右目の視力低下が激しく、何とかして左目の角膜移植を受けられないか、調べ始めた頃。
1冊の本に出会った。
ある眼科医が、角膜移植医療について書いたエッセー、というか・・・。
患者さん向けの読みもの。

その中に、こんな記述があった。
そのドクターの母校大学病院の眼科で、確か昭和30年代に移植手術を受けた患者さん。
その後、30年近く角膜が透明で視力も良好な状態を維持している、という記述。

これは・・・裏返せば、そういう状態の患者さんが、珍しい・・・ということやなぁ・・・。
と、思い、角膜移植から少し離れて、臓器移植全体についての、患者さん向け書籍を読みあさる。
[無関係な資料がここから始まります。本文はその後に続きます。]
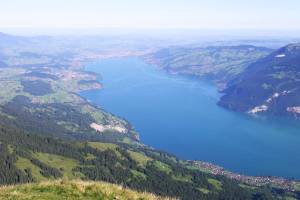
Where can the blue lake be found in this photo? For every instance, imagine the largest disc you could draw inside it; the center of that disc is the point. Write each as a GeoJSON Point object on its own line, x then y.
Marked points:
{"type": "Point", "coordinates": [179, 115]}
すると、心臓・肝臓・腎臓・・・などの移植では、移植した臓器が5年もてば・・・。
その移植手術は成功、とみなされる、のだと知った。
何だか、がんの治療から5年再発がなければ、それで無罪放免(?)されるみたいな区切りやなぁ。
そんなことを思いつつ・・・。
ということは、角膜移植も同じように考えられているんやろうなぁ、と考える。
移植から何年間か経過すると、角膜の透明度が低下して・・・。
場合によっては、再移植などの治療が必要になる、ということでもある。

ドイツで心臓移植を受けた、小学生の女の子の親御さんが・・・。
「期限付きで寿命を伸ばしてもらったようなものです」。
「だから、1日1日を楽しく過ごさせてやりたいと思っています」とインタビューに答えているのを見て・・・。
気の毒に思うとともに、愕然とする。

角膜移植も、期限付きで目が見えるようになる、と捉えた方がいいのかもしれない。
それでも・・・。
右目にかかる負担を何とか減らしたくて、移植を受ける、という気持ちには変わらなかったけれど。

移植のため、大学病院に入院したとき、同室に他の科の入院患者さんで・・・。
やたらとおしゃべりなヒトがいた。
「角膜移植の患者さんって、手術何度もやり直すヒト多いんでしょ?大変ね」なんて・・・。
翌日に手術を控えた患者が私を含めて2人いた病室で・・・。
大声で無神経に話していたけれど、

円錐角膜や角膜炎による白斑以外に、農薬や劇薬が目に入ったとか・・・。
そういう、ムズかしい症例の患者さんが大学病院には多い、というのもあるだろうけれど。
中には、移植後ヒドい拒絶反応が出て、再移植するとか。
移植した角膜が白濁してしまい、再移植するとか。
そんな患者さんもいてはるんやろうなぁ・・・と憤慨しつつも聞き流した。
それしても・・・無神経なおばばんやったなぁ。

今年の10月で、移植から15年目に突入する、私の左目。
角膜は透明な状態を保ち、一昨年受けた白内障手術で、入れた眼内レンズの度数がピタリとはまり・・・。
遠くも近くも不自由なく見える状態を保っている。

素人考えだけれど・・・。
これは、主治医があの時選択した、角膜内皮細胞を温存する・・・。
深部表層角膜移植によるものなんじゃないか、と思う。
おかげで、拒絶反応もなく、のほほんと暮らしていけるし。
拒絶反応に襲われていないから、それだけ角膜に対して負担もかかっていないわけだし。

こうやってのほほんと過ごせる状態にしてくれた、主治医に・・・。
また、改めて感謝するとともに・・・。
これからも、術後管理をちゃんとして・・・目を大切にしなくては、と思う。